Among women coders residing in Latin America, Google Cloud Platform, Amazon Web Services (AWS), and Microsoft Azure are the cloud computing platform of choice, in that order.

In [None]:
public=answers.iloc[:,214:224]
p2=public.describe()
p2

Contrary to the overall participants, most of these women prefer to share their projects, and they do so on GitHub the most.
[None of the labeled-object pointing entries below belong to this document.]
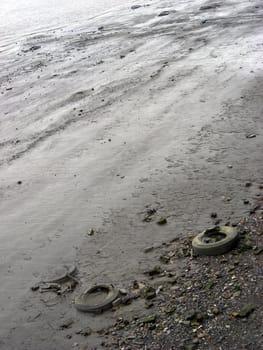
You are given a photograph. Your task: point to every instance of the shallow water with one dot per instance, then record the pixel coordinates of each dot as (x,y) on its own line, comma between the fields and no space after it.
(26,16)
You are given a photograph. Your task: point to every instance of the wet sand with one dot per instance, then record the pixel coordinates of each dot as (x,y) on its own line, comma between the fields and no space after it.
(97,125)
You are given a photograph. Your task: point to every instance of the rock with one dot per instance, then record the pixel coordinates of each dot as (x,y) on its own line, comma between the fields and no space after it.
(149,292)
(208,7)
(85,331)
(91,232)
(135,7)
(148,249)
(156,270)
(163,13)
(162,221)
(67,324)
(246,310)
(149,319)
(164,259)
(258,250)
(148,304)
(215,311)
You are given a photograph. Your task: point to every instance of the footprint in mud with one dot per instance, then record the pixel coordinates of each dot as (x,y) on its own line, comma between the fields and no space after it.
(79,95)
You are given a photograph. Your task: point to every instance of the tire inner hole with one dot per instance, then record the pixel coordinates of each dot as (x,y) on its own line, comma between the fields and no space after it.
(213,236)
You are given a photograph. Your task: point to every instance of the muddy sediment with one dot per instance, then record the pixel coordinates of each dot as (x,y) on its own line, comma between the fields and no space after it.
(110,126)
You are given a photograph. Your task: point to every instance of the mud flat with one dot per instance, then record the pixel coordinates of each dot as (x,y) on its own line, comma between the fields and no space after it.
(157,107)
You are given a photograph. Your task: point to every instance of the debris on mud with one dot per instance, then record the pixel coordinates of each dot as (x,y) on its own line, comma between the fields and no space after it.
(210,302)
(163,13)
(162,221)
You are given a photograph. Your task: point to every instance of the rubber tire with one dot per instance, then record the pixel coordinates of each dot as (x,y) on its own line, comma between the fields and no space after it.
(81,305)
(215,248)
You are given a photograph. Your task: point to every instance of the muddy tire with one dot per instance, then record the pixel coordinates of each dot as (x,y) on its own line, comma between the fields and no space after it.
(86,303)
(215,241)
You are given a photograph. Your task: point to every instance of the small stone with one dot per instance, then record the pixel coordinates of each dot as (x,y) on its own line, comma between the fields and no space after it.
(156,270)
(215,311)
(67,324)
(148,249)
(149,292)
(148,304)
(149,319)
(135,7)
(162,221)
(246,310)
(91,232)
(258,250)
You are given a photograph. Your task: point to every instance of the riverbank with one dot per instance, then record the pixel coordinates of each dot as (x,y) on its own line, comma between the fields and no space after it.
(133,110)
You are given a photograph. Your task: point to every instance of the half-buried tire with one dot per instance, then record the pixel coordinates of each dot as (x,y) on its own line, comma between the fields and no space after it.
(97,299)
(215,241)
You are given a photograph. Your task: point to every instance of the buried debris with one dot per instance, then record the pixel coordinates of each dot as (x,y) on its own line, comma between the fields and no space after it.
(62,283)
(97,299)
(215,241)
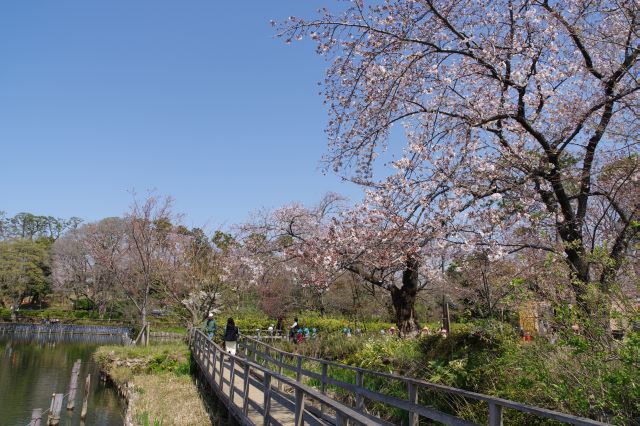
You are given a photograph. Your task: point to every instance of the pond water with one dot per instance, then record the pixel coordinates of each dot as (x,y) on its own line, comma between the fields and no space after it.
(34,366)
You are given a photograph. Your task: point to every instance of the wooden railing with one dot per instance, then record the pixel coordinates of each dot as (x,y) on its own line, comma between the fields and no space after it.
(234,377)
(328,374)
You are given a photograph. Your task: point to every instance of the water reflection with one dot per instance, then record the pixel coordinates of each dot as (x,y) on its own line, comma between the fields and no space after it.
(34,366)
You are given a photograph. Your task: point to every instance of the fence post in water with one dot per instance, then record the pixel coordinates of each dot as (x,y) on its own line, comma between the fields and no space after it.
(36,416)
(54,410)
(73,385)
(85,399)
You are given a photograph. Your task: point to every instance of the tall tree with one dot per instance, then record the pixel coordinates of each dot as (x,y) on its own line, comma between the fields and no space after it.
(24,271)
(512,110)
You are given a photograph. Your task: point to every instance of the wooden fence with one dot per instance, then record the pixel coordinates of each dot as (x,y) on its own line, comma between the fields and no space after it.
(331,374)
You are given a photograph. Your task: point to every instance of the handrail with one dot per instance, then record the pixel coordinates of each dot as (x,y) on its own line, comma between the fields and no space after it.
(212,360)
(495,405)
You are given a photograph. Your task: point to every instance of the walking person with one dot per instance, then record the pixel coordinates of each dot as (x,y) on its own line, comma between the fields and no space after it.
(231,334)
(210,326)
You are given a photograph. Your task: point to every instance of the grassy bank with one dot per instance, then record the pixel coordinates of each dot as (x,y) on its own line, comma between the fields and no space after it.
(157,377)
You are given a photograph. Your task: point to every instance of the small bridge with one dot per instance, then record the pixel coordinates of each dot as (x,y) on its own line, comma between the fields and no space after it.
(265,385)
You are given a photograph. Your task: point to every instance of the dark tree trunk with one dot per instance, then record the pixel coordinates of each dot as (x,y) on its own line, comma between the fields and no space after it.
(404,300)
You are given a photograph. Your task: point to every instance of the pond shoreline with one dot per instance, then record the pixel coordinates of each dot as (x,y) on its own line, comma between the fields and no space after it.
(151,379)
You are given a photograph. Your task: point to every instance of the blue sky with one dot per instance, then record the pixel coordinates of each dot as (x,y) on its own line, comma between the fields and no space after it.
(196,99)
Kaggle was the 4th most chosen medium to share their work publicly.

In [None]:
#get rows from each dataframe for comparison. 
row1 = p1.iloc[0]
row2= p2.iloc[0]

#combine these rows into a new dataframe
compare = [row1, row2]
diff = pd.DataFrame(
    {'General': row1,
     'Latinas': row2     
    })
ax = diff.plot.bar(color=("green","red"))

In [None]:
#swap rows and columns
diff1=diff.transpose()
#rename columns
diff1.columns=["Plotly Dash",'Streamlit','NBViewer', 'GitHub','Personal blog', 'Kaggle', 'Colab', 'Shiny', 'I dont share', 'Other' ]
diff1

In [None]:
ax = diff1.plot.bar(figsize=(10,8), title="Sharing platforms")

In [None]:
platforms1=answers.iloc[:,224:236]
platforms1.describe()

These women identified Coursera as the platform they first learned coding/ML from, followed by Udemy and then, Kaggle.

In [None]:
#Big data product they wish to learn in the near future
BigData=answers.iloc[:,284:302]
#rename columns
BigData.columns=['MySQL','PostgresSQL',"SQLite",'Oracle Database','MongoDB',"Snowflake","IBM Db2","Microsoft SQL Server","Microsoft Access",'Microsoft Azure Data Lake Storage','Amazon Redshift', 'Amazon Athena','Amazon DynamoDB', 'Google Cloud BigQuery', 'Google Cloud SQL', 'Google Cloud Firestore', 'None', 'Other' ]
BD=BigData.describe()

In [None]:
#convert NANs to zeros
BD.fillna(0)

In [None]:
#single row as a series: total count for each choice
bd=BD.iloc[0]
#convert objeact datatype to int
bd.astype('int32')

In [None]:
#pie plot
# Creating color parameters 
colors = ( "rosybrown", "chocolate", "salmon", 
          "grey", "thistle", "beige",'violet',"palevioletred", "red", "darkred", 
         "peru","pink","hotpink","peachpuff","orange",
         "darkmagenta","orchid","darkgoldenrod") 

bd.plot(kind='pie',figsize=(9,9), title="Would like to learn..", autopct='%1.1f%%', colors=colors)

Women coders living in Latin America would like to learn MySQL.